U.S. Defense Secretary James Mattis, known for his "Iran, Iran, Iran" remarks, also sent a crystal-clear message to the mullahs by labeling their regime the world's "biggest state sponsor of terrorism."
It has become a custom for senior Iranian officials, including Khamenei, to use Friday sermons as a platform to make remarks about foreign policy issues. And yet there has been no serious reaction from the mullahs' apparatus.
This proves that Tehran has been caught off guard and miscalculated the Trump administration's possible response to its ballistic missile test.
What is also interesting is that those advocating a policy of rapprochement with Iran, especially during the Obama years, refuse to recognize their dismal failures after eight years.
Iran may resort to "terrorist attacks against Americans, attacks by Shiite militias against the thousands of American troops in Iraq, or pressure on the Iraqi government to deny the United States access to the bases where it trains Iraqi security forces," wrote Philip Gordon in the New York Times. Gordon was Obama's White House coordinator for the Middle East, North Africa, and the Gulf region from 2013 to 2015.
The Obama Doctrine left the entire Middle East in mayhem, to say the least. After the loss of so many lives, Iraq was gift-wrapped for Iran, and the mullahs' Shiite militias now roam freely, causing havoc using U.S.-provided weaponry.
To this end, no individual affiliated in any way with the Obama Doctrine is fit to voice anything about how the Trump administration should plan its Middle East policy.
One figure close to former Iranian president Ali Akbar Hashemi Rafsanjani described Obama's tenure as the "golden era." With a new administration in Washington, this period, Tehran understands, is now over.
Furthermore, the first episode of the Trump-Iran saga, starting with the January 29 missile test and reaching the point of sanctions imposed by the White House on February 3, has many forecasting a stormy journey ahead for Tehran.
The Trump administration is evaluating further measures against Iran. The past two presidencies proved that neither war nor appeasement is the answer to tackling the mullahs.
There is a third route very much available before America and the West: truly supporting the Iranian people as they trek forward in their quest to realize freedom and democracy through regime change.
The main enemy of the Iranian people, and all nations of the Middle East, is none other than the mullahs' Revolutionary Guards (IRGC). Known for its major role in domestic oppression, foreign military intervention with an emphasis on Tehran's involvement in Syria, Iran's nuclear program, and ballistic missile drive, the IRGC should be designated as a foreign terrorist organization.
With the grip the IRGC has gained over Iran's political and economic apparatus, an FTO blacklisting targets the mullahs' core entities and will ultimately bring them to their knees.

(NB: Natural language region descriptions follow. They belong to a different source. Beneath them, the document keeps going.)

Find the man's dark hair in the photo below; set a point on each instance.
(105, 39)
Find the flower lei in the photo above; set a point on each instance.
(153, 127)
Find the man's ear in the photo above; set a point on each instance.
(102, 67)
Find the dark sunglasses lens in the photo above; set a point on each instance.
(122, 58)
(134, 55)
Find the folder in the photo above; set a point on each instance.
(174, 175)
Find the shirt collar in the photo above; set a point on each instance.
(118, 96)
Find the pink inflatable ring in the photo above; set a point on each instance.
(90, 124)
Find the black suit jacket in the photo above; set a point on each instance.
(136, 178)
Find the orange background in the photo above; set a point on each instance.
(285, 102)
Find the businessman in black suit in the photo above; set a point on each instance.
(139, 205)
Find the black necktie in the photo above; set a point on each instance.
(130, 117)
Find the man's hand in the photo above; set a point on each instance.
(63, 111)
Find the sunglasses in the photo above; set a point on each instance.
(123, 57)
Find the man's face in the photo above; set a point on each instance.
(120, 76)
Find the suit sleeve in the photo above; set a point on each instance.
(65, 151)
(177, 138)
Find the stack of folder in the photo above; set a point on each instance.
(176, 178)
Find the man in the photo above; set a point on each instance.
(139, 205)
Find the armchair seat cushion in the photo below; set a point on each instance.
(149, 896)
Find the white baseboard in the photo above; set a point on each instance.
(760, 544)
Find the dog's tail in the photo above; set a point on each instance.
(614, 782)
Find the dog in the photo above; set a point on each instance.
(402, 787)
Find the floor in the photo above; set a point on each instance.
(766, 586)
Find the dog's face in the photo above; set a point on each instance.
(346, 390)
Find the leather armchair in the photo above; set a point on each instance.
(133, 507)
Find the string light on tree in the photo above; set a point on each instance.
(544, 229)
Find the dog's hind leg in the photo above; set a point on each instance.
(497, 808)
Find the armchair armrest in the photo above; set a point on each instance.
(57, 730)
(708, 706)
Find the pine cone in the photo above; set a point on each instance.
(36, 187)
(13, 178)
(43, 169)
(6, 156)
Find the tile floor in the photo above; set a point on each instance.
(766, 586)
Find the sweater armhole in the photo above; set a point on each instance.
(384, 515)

As suggested by Iranian opposition leader Maryam Rajavi, president of the National Council of Resistance of Iran (NCRI), all deals and trade with IRGC-affiliated companies should be banned.
The world remembers how Obama chose to exchange secret letters with Khamenei instead of supporting the Iranian people's 2009 nationwide uprisings. The Trump administration blacklisting the IRGC would encourage the Iranian people, knowing that the new U.S. administration stands beside them in their struggle for freedom.